— Софья Николаевна, что вы скачете в постели? Зачем эти телодвижения, для чего надо махать руками?

— Но… Я же вовсе не машу… — растерялась Софья. — Ведь Татьяна… Она же пишет любовное письмо, она волнуется! Надобно сидеть как столб?

— Сидите как положено! Ваше дело петь, а не прыгать по кровати, вы собьете дыхание, да и зрителю будет смешно…
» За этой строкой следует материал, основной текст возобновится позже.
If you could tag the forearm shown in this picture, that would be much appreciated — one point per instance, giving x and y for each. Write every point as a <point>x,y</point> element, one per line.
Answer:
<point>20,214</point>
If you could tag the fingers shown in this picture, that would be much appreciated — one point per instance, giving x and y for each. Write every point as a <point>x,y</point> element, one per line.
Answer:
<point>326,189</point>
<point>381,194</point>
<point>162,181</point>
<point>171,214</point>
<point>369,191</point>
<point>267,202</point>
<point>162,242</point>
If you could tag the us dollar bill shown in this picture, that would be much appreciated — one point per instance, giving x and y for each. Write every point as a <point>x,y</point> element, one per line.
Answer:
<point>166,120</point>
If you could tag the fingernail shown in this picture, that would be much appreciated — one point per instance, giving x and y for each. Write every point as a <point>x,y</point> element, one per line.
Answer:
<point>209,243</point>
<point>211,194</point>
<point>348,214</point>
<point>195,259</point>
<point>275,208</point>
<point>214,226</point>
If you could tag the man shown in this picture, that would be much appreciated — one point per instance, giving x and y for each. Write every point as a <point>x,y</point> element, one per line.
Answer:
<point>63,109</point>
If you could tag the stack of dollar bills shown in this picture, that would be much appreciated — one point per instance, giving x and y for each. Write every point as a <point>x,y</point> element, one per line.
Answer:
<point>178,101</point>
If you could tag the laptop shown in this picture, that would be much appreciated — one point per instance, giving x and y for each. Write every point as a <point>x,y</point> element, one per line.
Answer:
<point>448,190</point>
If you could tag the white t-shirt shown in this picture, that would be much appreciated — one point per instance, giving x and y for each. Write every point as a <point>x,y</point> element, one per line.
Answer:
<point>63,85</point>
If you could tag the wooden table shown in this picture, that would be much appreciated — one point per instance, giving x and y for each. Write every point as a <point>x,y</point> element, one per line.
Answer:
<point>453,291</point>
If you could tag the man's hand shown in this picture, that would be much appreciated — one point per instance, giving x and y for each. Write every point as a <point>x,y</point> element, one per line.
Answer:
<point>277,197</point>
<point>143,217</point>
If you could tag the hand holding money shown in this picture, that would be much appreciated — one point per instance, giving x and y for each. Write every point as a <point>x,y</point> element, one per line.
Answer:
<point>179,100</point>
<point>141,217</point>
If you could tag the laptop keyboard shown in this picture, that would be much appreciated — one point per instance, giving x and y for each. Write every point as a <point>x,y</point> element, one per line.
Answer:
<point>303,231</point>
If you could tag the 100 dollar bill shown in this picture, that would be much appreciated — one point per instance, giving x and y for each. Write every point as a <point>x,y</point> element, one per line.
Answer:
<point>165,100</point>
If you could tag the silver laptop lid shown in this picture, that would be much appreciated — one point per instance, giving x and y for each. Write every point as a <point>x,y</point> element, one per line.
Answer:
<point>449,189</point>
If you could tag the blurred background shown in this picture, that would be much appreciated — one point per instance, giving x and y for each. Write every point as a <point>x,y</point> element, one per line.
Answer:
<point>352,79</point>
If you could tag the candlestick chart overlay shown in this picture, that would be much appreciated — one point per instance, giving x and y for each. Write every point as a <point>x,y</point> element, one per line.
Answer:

Ничего не понимающая Софья решила на всякий случай не спорить с дирижером, чинно выпрямилась в постели и пропела волнующую, полную надежды и отчаяния арию Татьяны не двигаясь, словно кол проглотила.

— Вот и чудно! — удовлетворенно произнес Альтани. — Видите, как все замечательно получается, когда вы сосредотачиваетесь только на пении? К чему, деточка, — привносить балаганные замашки в чистое искусство? Ваше сопрано такого восхитительного тембра, что вы не нуждаетесь в этих размахиваниях руками, передавайте все голосом, голосом!

— Тогда зачем в опере нужны декорации, костюмы, мизансцены?! — взорвалась, не стерпев, Софья. — Я могу выйти на пустую сцену в своем платье-грогрон и, стоя возле рояля, исполнить арию! Только голос — и более ничего, если вам угодно! Драматическая игра нисколько не мешает пению, напротив!..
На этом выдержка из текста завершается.